With that goal in mind and having full group buy-in to this particular goal, a lofty one, but attainable, the expectations became high from the beginning. People question as to whether or not our faculty advisor is actually performing our work. Clearly, he doesn't have the time aside from his own teaching and research to do our project too. But he sets us up by helping us find the tools to succeed. Pointing us in the direction of software tools and ideas for data, but not actually attaining any of the data, mapping anything, or performing analysis. Leadership is important, but having everyone buy-in to our expectations, we are able to make the most out of the leadership tools he provides. We by no means have the personnel who are the best at all the aspects of the project, but work together playing to our strengths, with the goal of producing something worthy of our expectations. This propels us to some incredibly impressive results.
I'll illustrate this with a comparison to Flywheel's phenomenal post-season run at the 2011 College Championships.
By no means did Flywheel dominate the competition all year round. They did not have the most talented players in the college game. They had capable players with a lot of talent, but I would say that personnel wise, Oregon should have outmatched them in the semis (having played both teams last season, that is my opinion, anyways). Flywheel had great leadership who gave their players the best opportunities to work towards their goal of winning nationals, but their leadership did not WIN the semi-final game for them alone. One thing that their captains were vocal about, was that the expectations were high from day one, and they had total team buy in to work hard to achieve that goal.
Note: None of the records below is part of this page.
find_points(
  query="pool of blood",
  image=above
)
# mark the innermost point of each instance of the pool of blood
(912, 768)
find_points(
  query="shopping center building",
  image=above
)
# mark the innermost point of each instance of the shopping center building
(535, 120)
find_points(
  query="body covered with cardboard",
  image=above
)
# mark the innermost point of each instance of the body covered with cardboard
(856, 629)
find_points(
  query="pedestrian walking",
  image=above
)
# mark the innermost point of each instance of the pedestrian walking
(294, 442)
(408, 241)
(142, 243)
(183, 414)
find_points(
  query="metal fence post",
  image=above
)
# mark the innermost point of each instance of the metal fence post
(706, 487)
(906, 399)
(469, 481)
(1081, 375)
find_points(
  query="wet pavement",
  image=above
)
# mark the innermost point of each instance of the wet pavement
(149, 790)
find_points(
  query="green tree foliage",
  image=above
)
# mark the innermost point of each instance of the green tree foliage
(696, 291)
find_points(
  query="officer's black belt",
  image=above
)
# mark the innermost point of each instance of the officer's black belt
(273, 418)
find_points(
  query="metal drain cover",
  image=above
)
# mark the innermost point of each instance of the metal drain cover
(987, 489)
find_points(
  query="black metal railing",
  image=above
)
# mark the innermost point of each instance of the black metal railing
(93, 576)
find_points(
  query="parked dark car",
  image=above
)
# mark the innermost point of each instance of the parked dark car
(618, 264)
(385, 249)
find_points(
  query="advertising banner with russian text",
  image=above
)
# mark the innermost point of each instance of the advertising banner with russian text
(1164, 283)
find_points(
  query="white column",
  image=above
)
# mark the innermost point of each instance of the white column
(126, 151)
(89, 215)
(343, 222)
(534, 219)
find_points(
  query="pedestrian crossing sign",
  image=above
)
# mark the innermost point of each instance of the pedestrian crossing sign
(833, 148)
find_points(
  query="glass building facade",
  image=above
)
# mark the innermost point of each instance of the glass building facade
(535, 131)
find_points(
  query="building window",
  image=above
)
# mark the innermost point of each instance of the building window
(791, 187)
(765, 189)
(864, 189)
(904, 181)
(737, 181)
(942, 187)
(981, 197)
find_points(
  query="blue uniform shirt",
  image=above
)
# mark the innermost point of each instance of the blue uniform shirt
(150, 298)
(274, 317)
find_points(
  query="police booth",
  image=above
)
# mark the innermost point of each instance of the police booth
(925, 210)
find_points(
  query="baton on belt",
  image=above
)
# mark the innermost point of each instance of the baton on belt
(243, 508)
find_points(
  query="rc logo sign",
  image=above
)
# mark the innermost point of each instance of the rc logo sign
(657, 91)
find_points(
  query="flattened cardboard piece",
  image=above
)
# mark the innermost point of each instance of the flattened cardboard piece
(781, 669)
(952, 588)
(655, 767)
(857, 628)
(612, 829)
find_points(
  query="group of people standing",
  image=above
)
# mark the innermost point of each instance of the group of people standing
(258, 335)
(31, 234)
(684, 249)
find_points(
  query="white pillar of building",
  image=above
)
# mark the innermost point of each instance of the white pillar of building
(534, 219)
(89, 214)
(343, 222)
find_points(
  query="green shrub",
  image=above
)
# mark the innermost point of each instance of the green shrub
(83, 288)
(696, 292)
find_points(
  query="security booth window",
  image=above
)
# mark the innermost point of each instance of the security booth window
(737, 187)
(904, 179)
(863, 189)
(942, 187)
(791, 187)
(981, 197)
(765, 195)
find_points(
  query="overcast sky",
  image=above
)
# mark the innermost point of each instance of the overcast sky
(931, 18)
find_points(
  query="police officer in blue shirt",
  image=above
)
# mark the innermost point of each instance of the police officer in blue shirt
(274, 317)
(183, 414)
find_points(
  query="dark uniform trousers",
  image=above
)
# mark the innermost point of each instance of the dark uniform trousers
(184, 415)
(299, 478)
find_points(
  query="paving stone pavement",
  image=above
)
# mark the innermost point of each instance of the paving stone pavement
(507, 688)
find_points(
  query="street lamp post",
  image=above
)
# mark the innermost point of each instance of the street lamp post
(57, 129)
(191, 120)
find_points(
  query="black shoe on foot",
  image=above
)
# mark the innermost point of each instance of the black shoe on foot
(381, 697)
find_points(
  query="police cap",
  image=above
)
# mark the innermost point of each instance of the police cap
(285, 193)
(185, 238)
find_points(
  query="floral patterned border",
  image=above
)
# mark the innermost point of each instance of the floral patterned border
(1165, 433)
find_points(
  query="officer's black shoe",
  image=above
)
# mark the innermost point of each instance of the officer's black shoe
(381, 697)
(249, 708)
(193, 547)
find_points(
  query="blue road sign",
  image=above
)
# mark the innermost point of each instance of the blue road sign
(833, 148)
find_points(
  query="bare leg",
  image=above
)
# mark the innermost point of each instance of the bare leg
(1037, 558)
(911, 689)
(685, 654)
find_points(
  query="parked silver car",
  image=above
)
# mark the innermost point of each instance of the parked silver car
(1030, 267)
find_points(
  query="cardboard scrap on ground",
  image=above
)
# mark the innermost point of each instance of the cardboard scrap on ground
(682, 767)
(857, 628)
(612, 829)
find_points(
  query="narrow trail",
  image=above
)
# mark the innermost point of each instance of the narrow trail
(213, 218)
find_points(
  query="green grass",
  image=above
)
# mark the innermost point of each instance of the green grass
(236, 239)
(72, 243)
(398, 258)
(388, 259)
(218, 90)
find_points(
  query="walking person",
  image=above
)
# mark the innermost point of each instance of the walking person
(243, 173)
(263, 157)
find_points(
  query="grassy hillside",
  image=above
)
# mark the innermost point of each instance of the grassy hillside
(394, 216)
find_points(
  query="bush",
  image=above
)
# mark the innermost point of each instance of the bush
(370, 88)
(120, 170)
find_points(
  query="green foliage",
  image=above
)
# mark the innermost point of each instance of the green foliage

Everyone contributed the effort and time to produce the results that they wanted. Yes, they had talented players...but it was their ability to learn their strengths and play to those strengths that they prevailed last season. They had a plan and the committed to it, wholeheartedly, and believed they could achieve it.
We saw it in other teams like Colorado College. I think we'll see it out of teams this season (Sonoma State and Central Florida are two that stick out right now).
It's not to say that every team or group can set these expectations and meet them. But if you have the personnel capabilities and leadership who can establish buy in to high expectations that accompany the skills, a commitment throughout the ENTIRE project/season, and a willingness to see it through, big things can happen.
Expectations and goals have to be REALISTIC. They were realistic for Michigan and Colorado College last season. They committed and achieved goals. Regardless of whether or not YOU THINK they should have been there, they were. It doesn't matter why or how they got there, they did. They were able to put their money where their mouths were, and you weren't. It doesn't matter if you beat them earlier in the season, because they won when it mattered and you didn't. Haters are going to hate, always, in no matter what you do.
You have two options: let it get to you, or keep doing what you're doing. It's hard to completely be ignorant to what they're saying. It's okay to know what they are saying, but it shouldn't get you down. It should motivate you to work hard and achieve your goals and raise your expectations. They're talking because they are jealous of your success. Give them something to keep talking about.
I'm hoping that 2k12 will bring just as much upset and success stories as last season did. Keep giving us something to be excited about, because your successes inspire others to step up their game. It gives them hope that they can set their expectations high (but realistic), and have the opportunity to achieve their goals if they fully commit.